A further 800 “may have been” looted, according to the list.
The news was “bad but unsurprising”, Hilary Freeman, an author whose grandparents fled Nazi Germany to settle in London, told Brussels Signal on February 27.
Nicole Lampert, a board member of The Jewish News and journalist who writes regularly about anti-Semitism, also told Brussels Signal: “It is absolutely astonishing that 80 years since the war ended, the State of Bavaria, the birthplace of the Nazi party, is still holding on to up to 1,000 works of art looted from Jewish people.
“Time to give the artworks back to the descendants of those it once belonged to. Surely they don’t need more time? All they have been doing over the decades is dragging their feet,” claimed Lampert.

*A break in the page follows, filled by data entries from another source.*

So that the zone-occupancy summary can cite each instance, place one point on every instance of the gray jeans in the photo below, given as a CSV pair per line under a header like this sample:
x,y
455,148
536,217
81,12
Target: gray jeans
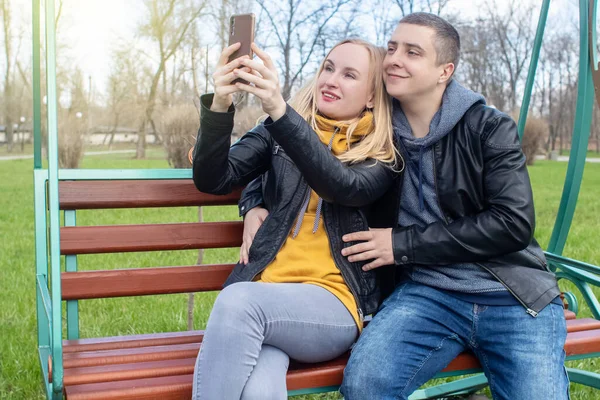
x,y
254,329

Bavaria’s culture minister Markus Blume promised “more transparency” in a February 26 statement, after Germany’s Süddeutsche Zeitung newspaper on February 19 had revealed the existence of the list on February 19.
A “deeper examination of the provenance research practice at the Bavarian State Painting Collections revealed that some questions remained open or left room for misunderstandings and misinterpretations”, Blume said.
The culture minister has personally kept a 1903 Picasso painting a Jewish family has said was looted from them.
Blume, a Bavarian Christian Social Union (CSU) politician who has been State’s culture minister since 2022, has not permitted the federal government’s Limbach Commission to appraise the painting, Portrait of Madame Soler.
The Limbach Commission was set up in 2003 to investigate claims about Nazi looted art in government hands.
There is no recourse in Germany for looted artwork in private hands.
Raymond Dowd, a specialist in art restoration and partner at New York law firm Dunnington, Bartholow & Miller, said: “Shamefully, Germany’s courts have been closed to claims against private collectors since shortly after World War II, protecting the spoils of former Nazis.”
This was “an important point the news media misses”, he added.
The Limbach Commission, which Germany’s outgoing government has shut down, was “ineffective”, Dowd said, adding: “Let’s see if the new arbitration process works any better”.
Responding to the controversy, Blume promised to devote €1 million to employ researchers for a new “provenance task force”. It has kept one in-house provenance researcher on its staff since 2008.
The Bavarian State Painting Collections said on its website that it had returned 24 looted works to descendants of their rightful owners since 1998.
Most of these works were “of lesser value’’ and “really valuable works have not been returned”, argued Bavarian State MP Sanne Kurz.
Blume was “demanding consequences” after the embarrassing revelations, said German journalist Olaf Przybilla in a February 26 comment piece in Süddeutsche Zeitung
But he added: “The only problem is that, according to the organisational chart, exactly one person is responsible for this: Himself.”